Опять хожу. У окна стоять нельзя. Свистеть нельзя. Посмотрим, что можно. Начал негромко читать Некрасова «Кому на Руси жить хорошо». Минуты три читал — ничего… Значит, можно. Хотел уже перестать читать, как опять стук:
— Громко разговаривать нельзя!
Хотя это были только опыты, я начинал раздражаться.
— Как, даже вполголоса разговаривать нельзя?
— Нельзя. Не полагается.
— А я, может, молитву читаю?
— Молитву только во время поверки можно.
— Ну что ж, нельзя, так нельзя…
Утомившись ходить по камере, я сел на стул. Хотелось подобрать усталые ноги, но стул был маленький. Пересел на стульчак. Подогнул ноги, обхватил их руками. Сидел молча. Через некоторое время опять стук в «волчок»:
— Сидеть на стульчаке нельзя, пересядьте на стул.
— Мне неудобно сидеть на стуле, я хочу сидеть здесь, мне тут удобнее.
— На стульчаке сидеть нельзя, перейдите на стул, — настойчиво повторил надзиратель.
Нервы мои стали напрягаться.
— Я не уйду с этого места, — ответил я, — здесь я никому не мешаю.
— Вы не подчиняетесь моему приказу. Я доложу дежурному помощнику.
Форточка закрылась. Надзиратель меня больше не тревожил. На поверке дежурный помощник объявил мне:
— Завтра вы будете лишены горячей пищи. Приказания дежурного должны беспрекословно исполняться.
Я решил ни в какие разговоры с администрацией не вступать, а молча устанавливать в камере свои порядки, невзирая на репрессии.
На следующее утро надзиратель открыл форточку и подал мне воду и хлеб. Я не взял. Тогда надзиратель открыл дверь и поставил хлеб с водой на стол. Я долго ходил по камере и обдумывал создавшееся положение. Надо было готовиться к неизбежной борьбе. Условия новой «системы» требовали от меня новых методов защиты и наступления. В прошлом борьба в иркутской тюрьме проходила в условиях хотя и тяжелого, но беспорядочного режима. Тогда администрация не всегда находила способы систематической борьбы с «непокорными». Теперь же было иначе: тюремщики изводили заключенных, воздействуя на их психику, не выходя из пределов вежливости, без шума, последовательно, по строго выработанному плану. Поэтому и ответная тактика должна быть иная: упорная, спокойная и настойчивая.

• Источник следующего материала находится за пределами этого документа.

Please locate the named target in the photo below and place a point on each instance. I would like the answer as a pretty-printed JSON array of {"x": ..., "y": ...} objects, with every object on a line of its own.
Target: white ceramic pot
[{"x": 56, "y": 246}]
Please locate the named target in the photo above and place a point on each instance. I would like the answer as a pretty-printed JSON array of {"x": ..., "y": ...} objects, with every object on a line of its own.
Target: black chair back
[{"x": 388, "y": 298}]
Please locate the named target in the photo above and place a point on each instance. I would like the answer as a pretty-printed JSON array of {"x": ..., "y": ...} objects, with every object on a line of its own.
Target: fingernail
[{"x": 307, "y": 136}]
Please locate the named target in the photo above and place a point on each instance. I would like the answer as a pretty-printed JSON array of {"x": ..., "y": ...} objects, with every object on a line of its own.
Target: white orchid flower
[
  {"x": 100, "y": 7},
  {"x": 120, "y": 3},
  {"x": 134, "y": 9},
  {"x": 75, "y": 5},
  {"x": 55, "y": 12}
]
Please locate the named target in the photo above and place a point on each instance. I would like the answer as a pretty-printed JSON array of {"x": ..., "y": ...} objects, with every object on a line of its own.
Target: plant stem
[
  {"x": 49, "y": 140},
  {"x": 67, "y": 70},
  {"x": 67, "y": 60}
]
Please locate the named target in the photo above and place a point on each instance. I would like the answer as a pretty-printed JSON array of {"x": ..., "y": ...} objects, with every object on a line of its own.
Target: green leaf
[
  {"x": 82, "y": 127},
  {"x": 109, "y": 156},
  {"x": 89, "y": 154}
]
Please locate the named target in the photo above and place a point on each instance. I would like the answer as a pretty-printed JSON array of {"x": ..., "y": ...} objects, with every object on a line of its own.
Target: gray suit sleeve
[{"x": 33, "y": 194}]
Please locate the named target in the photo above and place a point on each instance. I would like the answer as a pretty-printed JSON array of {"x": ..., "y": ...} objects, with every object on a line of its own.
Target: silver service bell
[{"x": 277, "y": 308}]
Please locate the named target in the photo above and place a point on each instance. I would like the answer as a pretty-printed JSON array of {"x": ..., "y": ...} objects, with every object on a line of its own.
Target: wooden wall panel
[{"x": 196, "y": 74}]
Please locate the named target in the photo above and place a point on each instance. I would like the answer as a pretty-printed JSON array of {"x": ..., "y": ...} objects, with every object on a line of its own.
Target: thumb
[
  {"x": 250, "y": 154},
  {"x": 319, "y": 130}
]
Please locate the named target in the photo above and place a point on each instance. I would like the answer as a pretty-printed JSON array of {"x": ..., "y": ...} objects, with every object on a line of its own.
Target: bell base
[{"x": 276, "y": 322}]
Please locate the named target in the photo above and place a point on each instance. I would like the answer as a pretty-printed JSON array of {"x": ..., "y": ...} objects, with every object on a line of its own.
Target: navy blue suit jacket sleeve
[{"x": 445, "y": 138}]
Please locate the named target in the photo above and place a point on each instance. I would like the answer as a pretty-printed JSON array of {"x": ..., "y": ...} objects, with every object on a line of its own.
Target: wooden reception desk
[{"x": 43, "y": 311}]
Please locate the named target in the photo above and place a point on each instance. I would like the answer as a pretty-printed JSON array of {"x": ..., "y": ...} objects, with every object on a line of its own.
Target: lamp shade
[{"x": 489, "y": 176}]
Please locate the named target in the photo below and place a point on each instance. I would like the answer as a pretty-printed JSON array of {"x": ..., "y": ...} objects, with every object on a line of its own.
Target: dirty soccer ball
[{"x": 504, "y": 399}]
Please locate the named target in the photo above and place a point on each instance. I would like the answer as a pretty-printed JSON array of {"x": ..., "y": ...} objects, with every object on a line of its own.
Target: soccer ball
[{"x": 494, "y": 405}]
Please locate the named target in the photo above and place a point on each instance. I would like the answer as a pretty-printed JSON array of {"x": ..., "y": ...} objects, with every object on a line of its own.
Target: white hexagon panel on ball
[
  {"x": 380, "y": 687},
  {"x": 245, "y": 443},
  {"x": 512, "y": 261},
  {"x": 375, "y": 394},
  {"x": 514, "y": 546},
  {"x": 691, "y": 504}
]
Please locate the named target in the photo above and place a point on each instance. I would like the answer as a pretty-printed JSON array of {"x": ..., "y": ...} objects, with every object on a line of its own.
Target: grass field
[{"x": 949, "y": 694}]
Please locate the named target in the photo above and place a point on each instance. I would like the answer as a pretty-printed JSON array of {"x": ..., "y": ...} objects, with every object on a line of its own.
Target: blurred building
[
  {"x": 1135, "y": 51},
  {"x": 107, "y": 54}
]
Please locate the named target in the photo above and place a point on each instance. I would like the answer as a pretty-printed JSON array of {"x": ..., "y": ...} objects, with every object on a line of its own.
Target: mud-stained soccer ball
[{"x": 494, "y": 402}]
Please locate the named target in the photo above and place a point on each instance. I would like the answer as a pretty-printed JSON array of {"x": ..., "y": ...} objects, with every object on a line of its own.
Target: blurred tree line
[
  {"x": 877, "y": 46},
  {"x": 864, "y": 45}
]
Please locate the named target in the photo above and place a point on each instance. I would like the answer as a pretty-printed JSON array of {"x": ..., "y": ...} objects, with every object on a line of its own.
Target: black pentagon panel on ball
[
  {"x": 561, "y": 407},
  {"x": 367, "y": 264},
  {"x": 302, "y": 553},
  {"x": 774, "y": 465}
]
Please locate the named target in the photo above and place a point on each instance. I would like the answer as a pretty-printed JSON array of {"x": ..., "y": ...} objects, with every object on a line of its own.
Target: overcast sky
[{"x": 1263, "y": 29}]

За долгие годы тюремной жизни у меня выработалась привычка думать на ходу. Я мог целыми часами шагать по камере, погруженный в думы, не замечая времени. Новая иркутская одиночка была слишком тесна, и долго ходить по ней я не мог. Покрутившись немного, я подошел к окну и, не переставая думать, смотрел на небо. Опять в «волчок» послышался стук надзирателя.
— Отойдите от окна.
Я молча продолжал стоять. Надзиратель повторил: =- Отойдите от окна. У окна стоять не полагается,
Я не отозвался и продолжал стоять.
— Я принужден буду доложить начальнику.
Я продолжал стоять. Надзиратель ушел.
На вечерней поверке дежурный помощник объявил мне, что я вновь лишаюсь горячей пищи. Я ничего ему не сказал.
На следующий день меня вывели на прогулку.
У выхода стояло несколько человек в очереди. Я подошел и стал позади. Открылась дверь, и мы в сопровождении надзирателя вышли во двор. За нами вышел и старший надзиратель. На дворе был небольшой круг для прогулки. Выйдя на дорожку, заключенные пошли по ней друг за другом. Я остановился.